State's surplus center in Salem is bringing in millions
This Dec. 3, 2012 photo shows a couch from Mahonia Hall that is on eBay sold through Oregon's surplus property program in Salem. A dozen pieces of furniture from Mahonia Hall are among a multitude of items stored at a 72,000-square-foot building in Salem and at an outdoor lot that's nearly as large. This is the Property Distribution Center, headquarters of Oregon's surplus property program. Its mission: extract value from government cast-offs, predominantly by selling them to the public or other government agencies. (AP Photo/Statesman-Journal, Michael Rose)

SALEM, Ore. (AP) — Stacked on the top tier of a warehouse rack is a grayish lavender sofa with peach piping that once graced the governor's mansion. A vintage desk from the mansion is nearby, wrapped in plastic.

A dozen pieces of furniture from Mahonia Hall are among a multitude of items stored at a 72,000-square-foot building in Salem and at an outdoor lot that's nearly as large.

This is the Property Distribution Center, headquarters of Oregon's surplus property program. Its mission: extract value from government cast-offs, predominantly by selling them to the public or other government agencies.

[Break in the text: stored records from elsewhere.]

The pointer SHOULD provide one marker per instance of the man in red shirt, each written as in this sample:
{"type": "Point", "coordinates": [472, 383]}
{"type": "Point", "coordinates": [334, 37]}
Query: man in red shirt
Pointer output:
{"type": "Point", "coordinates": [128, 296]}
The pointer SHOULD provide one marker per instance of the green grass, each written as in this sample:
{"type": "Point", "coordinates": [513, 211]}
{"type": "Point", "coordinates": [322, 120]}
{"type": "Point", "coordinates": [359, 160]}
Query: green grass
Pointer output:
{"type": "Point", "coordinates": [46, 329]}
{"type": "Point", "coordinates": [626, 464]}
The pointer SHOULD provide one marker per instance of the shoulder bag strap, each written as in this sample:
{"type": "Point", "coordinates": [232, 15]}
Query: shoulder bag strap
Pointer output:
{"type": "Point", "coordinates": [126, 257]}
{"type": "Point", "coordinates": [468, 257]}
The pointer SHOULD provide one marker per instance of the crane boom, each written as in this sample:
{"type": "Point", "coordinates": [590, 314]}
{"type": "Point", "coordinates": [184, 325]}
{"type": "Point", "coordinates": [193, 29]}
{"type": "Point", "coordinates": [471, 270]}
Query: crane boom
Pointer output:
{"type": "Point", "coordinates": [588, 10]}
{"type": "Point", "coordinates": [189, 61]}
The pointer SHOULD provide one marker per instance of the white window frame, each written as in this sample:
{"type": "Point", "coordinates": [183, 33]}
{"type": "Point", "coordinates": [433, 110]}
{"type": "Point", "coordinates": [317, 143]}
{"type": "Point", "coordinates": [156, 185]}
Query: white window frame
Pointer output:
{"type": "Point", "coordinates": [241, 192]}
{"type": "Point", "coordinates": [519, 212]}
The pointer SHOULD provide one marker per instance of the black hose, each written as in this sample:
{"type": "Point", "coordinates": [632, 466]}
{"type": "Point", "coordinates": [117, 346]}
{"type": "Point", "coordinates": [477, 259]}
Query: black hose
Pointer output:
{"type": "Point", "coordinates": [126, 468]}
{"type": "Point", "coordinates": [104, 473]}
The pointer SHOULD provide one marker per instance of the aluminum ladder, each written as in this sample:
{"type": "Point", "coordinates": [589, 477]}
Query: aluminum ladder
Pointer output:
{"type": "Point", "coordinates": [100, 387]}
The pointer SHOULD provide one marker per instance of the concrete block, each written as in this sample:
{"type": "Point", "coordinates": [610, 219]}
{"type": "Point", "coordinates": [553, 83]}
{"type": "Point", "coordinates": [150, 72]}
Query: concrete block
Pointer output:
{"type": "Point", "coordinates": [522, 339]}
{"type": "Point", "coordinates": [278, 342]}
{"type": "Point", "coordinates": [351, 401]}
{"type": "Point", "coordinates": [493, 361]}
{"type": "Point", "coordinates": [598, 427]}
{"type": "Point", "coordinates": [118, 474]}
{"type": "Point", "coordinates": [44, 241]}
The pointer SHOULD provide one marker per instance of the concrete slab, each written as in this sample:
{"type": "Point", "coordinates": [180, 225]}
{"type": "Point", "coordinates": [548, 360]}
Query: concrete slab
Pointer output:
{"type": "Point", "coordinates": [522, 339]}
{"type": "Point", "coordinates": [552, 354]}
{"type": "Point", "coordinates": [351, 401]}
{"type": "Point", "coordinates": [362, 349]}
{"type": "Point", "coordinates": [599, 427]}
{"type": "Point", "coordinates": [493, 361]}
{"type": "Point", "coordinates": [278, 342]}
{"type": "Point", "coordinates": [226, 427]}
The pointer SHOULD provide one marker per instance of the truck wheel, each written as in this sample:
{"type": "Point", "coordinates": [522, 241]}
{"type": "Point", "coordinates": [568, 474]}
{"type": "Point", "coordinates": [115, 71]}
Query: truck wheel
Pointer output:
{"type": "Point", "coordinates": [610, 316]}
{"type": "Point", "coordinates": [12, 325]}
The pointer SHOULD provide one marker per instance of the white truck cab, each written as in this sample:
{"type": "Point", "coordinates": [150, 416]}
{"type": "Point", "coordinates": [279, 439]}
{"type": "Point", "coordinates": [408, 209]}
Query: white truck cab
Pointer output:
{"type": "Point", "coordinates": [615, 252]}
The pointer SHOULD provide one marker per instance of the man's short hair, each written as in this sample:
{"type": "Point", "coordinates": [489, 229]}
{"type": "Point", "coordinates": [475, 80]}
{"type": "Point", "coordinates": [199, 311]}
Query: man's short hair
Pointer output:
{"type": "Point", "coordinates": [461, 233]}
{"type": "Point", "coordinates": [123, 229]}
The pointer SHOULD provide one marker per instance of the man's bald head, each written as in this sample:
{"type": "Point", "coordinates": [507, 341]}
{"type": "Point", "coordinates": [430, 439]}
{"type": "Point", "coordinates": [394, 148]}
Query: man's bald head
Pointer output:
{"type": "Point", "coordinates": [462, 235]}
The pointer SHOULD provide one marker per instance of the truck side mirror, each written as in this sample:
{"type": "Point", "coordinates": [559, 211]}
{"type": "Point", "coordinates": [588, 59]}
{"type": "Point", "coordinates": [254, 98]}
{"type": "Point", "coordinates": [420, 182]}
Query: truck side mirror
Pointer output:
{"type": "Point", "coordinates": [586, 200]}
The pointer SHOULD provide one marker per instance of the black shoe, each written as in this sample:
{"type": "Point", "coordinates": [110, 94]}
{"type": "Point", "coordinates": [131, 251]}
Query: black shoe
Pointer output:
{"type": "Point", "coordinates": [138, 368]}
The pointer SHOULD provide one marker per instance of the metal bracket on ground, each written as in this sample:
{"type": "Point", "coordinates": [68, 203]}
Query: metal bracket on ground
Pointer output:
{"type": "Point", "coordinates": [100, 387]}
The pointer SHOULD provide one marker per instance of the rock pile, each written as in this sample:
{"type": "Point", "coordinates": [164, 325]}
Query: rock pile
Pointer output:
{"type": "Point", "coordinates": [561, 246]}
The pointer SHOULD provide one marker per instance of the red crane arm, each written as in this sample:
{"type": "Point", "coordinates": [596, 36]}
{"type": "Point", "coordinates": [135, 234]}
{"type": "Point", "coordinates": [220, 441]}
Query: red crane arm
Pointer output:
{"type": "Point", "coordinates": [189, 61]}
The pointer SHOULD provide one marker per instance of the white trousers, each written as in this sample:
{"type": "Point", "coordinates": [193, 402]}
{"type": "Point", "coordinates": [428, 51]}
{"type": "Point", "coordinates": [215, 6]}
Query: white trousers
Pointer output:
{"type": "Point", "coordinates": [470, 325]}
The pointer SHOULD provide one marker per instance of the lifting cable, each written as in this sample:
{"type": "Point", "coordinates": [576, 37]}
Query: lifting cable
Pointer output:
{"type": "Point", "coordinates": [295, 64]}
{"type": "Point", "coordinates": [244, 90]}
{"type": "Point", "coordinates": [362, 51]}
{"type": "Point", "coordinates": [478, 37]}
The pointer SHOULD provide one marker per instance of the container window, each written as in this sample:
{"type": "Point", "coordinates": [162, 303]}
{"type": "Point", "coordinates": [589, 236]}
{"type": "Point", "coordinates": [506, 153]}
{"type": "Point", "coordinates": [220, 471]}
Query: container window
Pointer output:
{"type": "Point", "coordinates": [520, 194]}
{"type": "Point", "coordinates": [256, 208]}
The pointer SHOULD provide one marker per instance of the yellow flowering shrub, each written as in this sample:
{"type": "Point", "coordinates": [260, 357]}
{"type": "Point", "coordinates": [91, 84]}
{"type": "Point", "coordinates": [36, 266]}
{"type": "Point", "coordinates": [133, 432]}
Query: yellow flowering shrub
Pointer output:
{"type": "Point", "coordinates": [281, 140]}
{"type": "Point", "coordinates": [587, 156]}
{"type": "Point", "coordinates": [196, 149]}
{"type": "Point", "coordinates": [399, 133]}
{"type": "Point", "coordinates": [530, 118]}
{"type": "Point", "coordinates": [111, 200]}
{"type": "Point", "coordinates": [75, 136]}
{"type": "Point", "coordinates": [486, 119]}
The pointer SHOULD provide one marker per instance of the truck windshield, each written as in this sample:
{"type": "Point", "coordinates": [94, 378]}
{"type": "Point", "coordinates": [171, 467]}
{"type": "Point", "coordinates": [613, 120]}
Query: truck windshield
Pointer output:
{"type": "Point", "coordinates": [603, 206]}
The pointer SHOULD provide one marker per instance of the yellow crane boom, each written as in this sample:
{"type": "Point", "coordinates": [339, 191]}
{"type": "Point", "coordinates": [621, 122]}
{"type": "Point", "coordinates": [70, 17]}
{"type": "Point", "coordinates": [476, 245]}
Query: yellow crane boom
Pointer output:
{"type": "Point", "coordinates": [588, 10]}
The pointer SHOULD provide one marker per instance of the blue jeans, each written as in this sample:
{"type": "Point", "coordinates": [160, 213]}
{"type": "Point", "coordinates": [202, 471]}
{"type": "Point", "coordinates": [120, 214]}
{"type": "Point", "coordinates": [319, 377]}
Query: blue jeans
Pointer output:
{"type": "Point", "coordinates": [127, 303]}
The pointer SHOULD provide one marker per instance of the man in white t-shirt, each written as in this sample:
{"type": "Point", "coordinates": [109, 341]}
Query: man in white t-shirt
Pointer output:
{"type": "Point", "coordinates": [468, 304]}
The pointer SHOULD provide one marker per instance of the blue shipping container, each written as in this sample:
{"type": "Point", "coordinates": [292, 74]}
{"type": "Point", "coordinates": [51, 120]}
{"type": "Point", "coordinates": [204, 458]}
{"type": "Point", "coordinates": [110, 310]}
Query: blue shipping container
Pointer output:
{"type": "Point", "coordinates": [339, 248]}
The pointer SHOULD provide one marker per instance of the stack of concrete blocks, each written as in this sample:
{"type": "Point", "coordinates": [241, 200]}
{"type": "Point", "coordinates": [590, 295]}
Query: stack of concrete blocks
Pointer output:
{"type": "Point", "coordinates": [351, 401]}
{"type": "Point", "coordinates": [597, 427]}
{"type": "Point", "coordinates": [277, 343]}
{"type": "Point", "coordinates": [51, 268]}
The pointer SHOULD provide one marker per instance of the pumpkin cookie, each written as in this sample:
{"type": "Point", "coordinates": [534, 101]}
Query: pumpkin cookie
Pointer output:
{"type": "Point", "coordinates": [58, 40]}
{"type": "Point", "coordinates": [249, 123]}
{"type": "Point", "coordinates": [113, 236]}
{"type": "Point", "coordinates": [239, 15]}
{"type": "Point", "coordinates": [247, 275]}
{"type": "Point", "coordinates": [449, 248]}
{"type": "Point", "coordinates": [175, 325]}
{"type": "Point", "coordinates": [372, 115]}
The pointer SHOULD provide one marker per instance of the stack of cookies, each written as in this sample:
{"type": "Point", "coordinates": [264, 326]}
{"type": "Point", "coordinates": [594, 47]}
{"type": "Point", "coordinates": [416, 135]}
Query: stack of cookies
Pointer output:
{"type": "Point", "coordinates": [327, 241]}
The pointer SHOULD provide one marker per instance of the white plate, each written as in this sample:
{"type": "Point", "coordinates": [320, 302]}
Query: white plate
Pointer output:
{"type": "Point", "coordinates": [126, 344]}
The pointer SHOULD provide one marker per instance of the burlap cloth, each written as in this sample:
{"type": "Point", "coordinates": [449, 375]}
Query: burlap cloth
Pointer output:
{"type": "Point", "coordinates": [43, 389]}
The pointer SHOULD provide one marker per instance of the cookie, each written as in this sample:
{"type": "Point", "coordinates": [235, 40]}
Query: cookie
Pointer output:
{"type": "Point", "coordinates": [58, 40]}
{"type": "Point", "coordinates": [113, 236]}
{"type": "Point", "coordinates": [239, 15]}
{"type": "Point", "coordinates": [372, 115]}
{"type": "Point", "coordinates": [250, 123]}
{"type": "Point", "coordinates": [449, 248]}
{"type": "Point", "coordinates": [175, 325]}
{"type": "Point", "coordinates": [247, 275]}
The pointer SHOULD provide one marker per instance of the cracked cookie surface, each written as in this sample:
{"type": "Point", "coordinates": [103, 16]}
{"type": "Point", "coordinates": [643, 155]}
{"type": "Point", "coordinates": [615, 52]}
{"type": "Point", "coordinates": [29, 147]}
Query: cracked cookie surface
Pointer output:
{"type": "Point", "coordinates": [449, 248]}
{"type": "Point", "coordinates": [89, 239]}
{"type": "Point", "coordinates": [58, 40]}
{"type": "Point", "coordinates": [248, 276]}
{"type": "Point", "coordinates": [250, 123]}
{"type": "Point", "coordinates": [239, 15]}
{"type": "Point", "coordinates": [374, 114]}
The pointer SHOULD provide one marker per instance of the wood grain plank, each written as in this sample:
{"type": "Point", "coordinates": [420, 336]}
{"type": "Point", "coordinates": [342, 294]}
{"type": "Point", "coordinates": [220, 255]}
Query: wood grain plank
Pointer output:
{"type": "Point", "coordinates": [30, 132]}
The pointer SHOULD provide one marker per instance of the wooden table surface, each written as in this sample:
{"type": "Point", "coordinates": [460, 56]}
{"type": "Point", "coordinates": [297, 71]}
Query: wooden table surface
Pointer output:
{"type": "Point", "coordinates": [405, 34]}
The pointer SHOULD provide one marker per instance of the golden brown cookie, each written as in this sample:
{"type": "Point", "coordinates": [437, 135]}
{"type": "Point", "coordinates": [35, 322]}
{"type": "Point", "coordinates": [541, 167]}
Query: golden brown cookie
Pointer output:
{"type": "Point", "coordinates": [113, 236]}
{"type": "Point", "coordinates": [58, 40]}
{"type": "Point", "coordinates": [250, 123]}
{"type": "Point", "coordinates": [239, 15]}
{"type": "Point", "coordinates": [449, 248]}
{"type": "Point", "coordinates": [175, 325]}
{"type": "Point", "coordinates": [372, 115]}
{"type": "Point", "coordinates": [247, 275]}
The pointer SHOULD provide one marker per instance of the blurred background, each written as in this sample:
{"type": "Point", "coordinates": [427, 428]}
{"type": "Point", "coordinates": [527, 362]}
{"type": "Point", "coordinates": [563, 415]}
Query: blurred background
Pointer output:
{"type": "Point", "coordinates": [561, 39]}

"Just like a consignment shop, we take a little percentage and that's what keeps the lights on," said Darren Kennedy, an analyst with the surplus property program. "We don't take any general fund money."

When a state or federal agency, local jurisdiction, or school district has property it no longer needs it ends up at 1655 Salem Industrial Drive NE.

The Mahonia Hall furniture, for example, had been sitting in a storage area at the mansion before arriving here. The hodgepodge at the warehouse includes diesel engines, pumps, snow tires, first-aid kits, fire extinguishers, carpet tiles, official U.S. Coast Guard running shorts, a set of timpani drums, and more.

In the outdoor lot, an orange 1977 Tucker Sno Cat, once used by the Bonneville Power Administration, is looking for a buyer.

Commonplace items are sold to the public at a "general store" on site. The selection typically includes office furniture. Low cost bicycles, many of which have been recovered by Portland-area police but whose owners were never located, are another staple.

Unique or more valuable items, such as the Mahonia Hall furniture, are sold on eBay. The Mahonia Hall furniture will be put on eBay gradually; only a few pieces at a time will be released for sale.

Federal property is donated to public agencies with a number of conditions, including a service charge.

Oregon's surplus property program sells $10 million to $12 million of property per biennium, Kennedy said. Of that amount, $7 million to $9 million is returned to government agencies. About $3 million is retained to cover the program's cost, including paying 17 state workers.

The self-supporting program is operated by the Oregon Department of Administrative Services.

Of all the goods handled by the surplus property managers over the years, one case stands out. In 2003, Oregon's selling expertise was called on to unload objects from the former Mustang Ranch, a Nevada brothel.

The IRS seized the bordello after its parent company got into legal trouble. At auction, the IRS sold the best of the Mustang Ranch collectibles. Oregon's surplus agency was tasked with selling the leftovers on eBay, including a kitchen sink.

"We even sold empty wine bottles," Kennedy said. "People just bought it up like crazy."

Rarely does something arrive at the warehouse that won't eventually sell. Wrecked patrol cars are purchased for parts. Parking meters have become a hot item for hobbyists, who turn them into banks. Old voting machines appeal to political junkies.

In the midst of the vast array of things, Kennedy can't even think about grabbing some bargains for himself. Employees of the Property Distribution Center are prohibited from making purchases.